In this blog post, we look at some experiments using Airflow to process files from S3, while also highlighting the possibilities and limitations of the tool.

What is Airflow?

Airflow is a platform used to programmatically schedule and monitor the workflows of tasks. This workflow is designed as a dependency graph between tasks.

It is composed of a scheduler that sends tasks to be executed following the dependencies and workers that execute the tasks. It also provides a user interface to visualize and monitor running pipelines, view logs, and start workflows manually.

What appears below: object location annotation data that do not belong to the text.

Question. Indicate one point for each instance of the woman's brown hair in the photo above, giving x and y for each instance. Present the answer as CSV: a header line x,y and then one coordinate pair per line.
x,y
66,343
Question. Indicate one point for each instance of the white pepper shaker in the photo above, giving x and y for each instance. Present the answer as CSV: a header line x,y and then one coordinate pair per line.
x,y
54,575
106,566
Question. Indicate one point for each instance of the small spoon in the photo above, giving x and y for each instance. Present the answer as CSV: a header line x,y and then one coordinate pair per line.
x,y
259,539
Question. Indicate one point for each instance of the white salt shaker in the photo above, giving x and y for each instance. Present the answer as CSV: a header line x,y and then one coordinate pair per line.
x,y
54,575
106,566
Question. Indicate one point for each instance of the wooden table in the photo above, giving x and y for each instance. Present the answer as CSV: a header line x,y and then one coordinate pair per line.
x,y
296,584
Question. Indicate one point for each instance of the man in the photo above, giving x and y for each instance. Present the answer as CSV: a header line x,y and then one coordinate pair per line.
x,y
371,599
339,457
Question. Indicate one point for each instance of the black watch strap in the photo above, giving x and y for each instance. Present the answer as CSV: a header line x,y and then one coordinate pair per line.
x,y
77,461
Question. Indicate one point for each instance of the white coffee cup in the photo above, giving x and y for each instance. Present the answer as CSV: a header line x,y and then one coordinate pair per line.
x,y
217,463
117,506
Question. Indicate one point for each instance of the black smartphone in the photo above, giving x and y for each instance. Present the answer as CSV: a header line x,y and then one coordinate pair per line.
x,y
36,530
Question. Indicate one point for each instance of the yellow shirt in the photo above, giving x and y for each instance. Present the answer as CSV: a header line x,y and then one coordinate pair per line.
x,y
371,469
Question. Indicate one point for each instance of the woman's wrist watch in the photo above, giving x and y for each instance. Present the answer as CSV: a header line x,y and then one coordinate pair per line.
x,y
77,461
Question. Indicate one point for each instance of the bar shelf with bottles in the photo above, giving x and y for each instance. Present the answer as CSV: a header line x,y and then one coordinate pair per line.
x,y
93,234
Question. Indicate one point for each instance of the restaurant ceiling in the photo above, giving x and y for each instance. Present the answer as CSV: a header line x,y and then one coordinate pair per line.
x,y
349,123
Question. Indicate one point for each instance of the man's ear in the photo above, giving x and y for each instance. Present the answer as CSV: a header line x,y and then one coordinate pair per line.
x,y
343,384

Airflow Executors: Executors are the mechanisms on which task instances get to run. Airflow has different executors, which you can see here. Here are the most common:

  • SequentialExecutor: The default executor where tasks are executed sequentially.
  • LocalExecutor: LocalExecutor runs tasks on the same node as the scheduler. It allows you to locally run multiple jobs in parallel.
  • CeleryExecutor: This is the most mature option and requires Redis or RabbitMQ to queue the tasks.
  • KubernetesExecutor: This executor was introduced in version 1.10.0. With KubernetesExecutor, you can prepare different docker images for your tasks with more flexibility.

FYI - since CeleryExecutor is more mature, experiments have been performed with this executor in the architecture.

Airflow Architecture

So, when using the Celery Executor, these are the componentes of the architecture:

  • Database: This contains DAG's (workflows) status and task instances.
  • Airflow Web Server: A web interface to query the database status, and monitor and execute DAGs.
  • Airflow Scheduler: This sends tasks to the queues and updates information in the database.
  • Message broker: Inserts the task's commands to be run into the queue.
  • Airflow Celery workers: Retrieves commands from the queue, executes them, and updates the database.

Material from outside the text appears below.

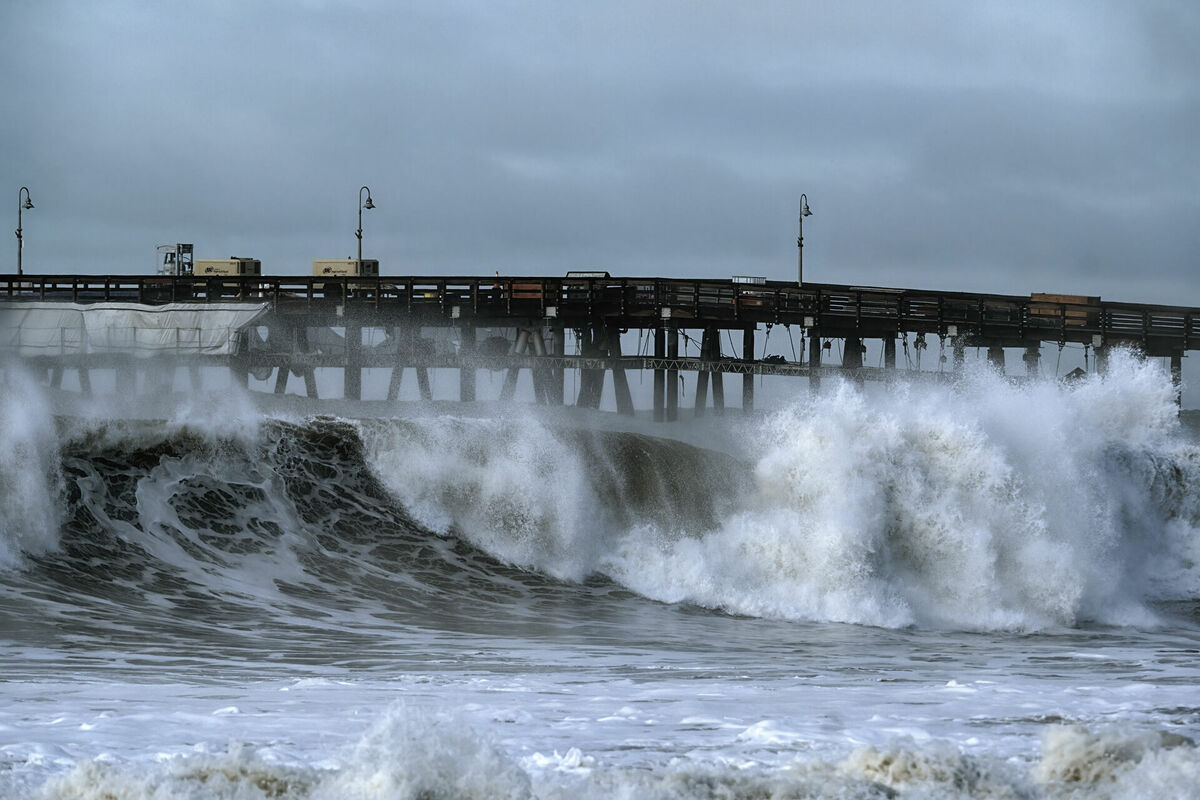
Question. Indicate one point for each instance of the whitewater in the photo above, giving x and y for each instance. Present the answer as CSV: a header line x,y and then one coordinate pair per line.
x,y
970,589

So, the Airflow Scheduler uses the Celery Executor to schedule tasks. The Celery Executor enqueues the tasks, and each of the workers takes the queued tasks to be executed.

All of the components are deployed in a Kubernetes cluster. The database can be MySQL or Postgres, and the message broker might be RabbitMQ or Redis.

DAG

A DAG (Directed Acyclic Graph) represents a group of tasks, where dependence might exist between them. It is defined as a python script that represents the DAG's structure (tasks and their dependencies) as code.

Each of the tasks is implemented with an operator. Different types of operators exist, and you can create your custom operator if necessary. The most common operators are BashOperator (to execute bash actions), and PythonOperator (to execute python scripts/functions). In this blog post, different examples are provided using some of the operators available.

Running Airflow locally

You can locally run the Kubernetes cluster for airflow locally with Docker Compose. Download this repo.

Docker Compose runs an airflow architecture composed by:
- 1 worker & scheduler
- Flower (jobs' UI)
- Redis (as broker)
- Postgres (database)

So you know, all components are docker containers.

Run with Celery Executor:

[.c-inline-code]docker-compose -f docker-compose-CeleryExecutor.yml up -d
[.c-inline-code]

Basic Operations

List DAGs: In the web interface you can list all the loaded DAGs and their state.

You can use the command line to check the configured DAGs:

[.c-inline-code] docker exec -ti docker-airflow_scheduler_1 ls dags/
[.c-inline-code]

Run Manually In the list view, activate the DAG with the On/Off button. Then, enter the DAG and press the Trigger button.

See Logs:

To see the logs for a task from the web, click on the task, and press the 'View Log' button.

You can also check the logs for the scheduler and the worker from the console via the following:

  • Scheduler's logs :

[.c-inline-code] docker logs -f docker-airflow_scheduler_1[.c-inline-code]

  • see worker's logs:

[.c-inline-code] docker logs -f docker-airflow_worker_1[.c-inline-code]

Experiments with Operators:

BashOperator

The BashOperator executes a bash command. This example contains three bash tasks, two of which can be executed in parallel. To execute it, activate the tutorial DAG and enter the view for the DAG. You will then see that the first task of the DAG will be scheduled and then queued for completion.

S3FileTransformOperator

This Operator is used to download files from an S3 bucket, before transforming and then uploading them to another bucket. Therefore, in order to use this operator, we need to configure an S3 connection.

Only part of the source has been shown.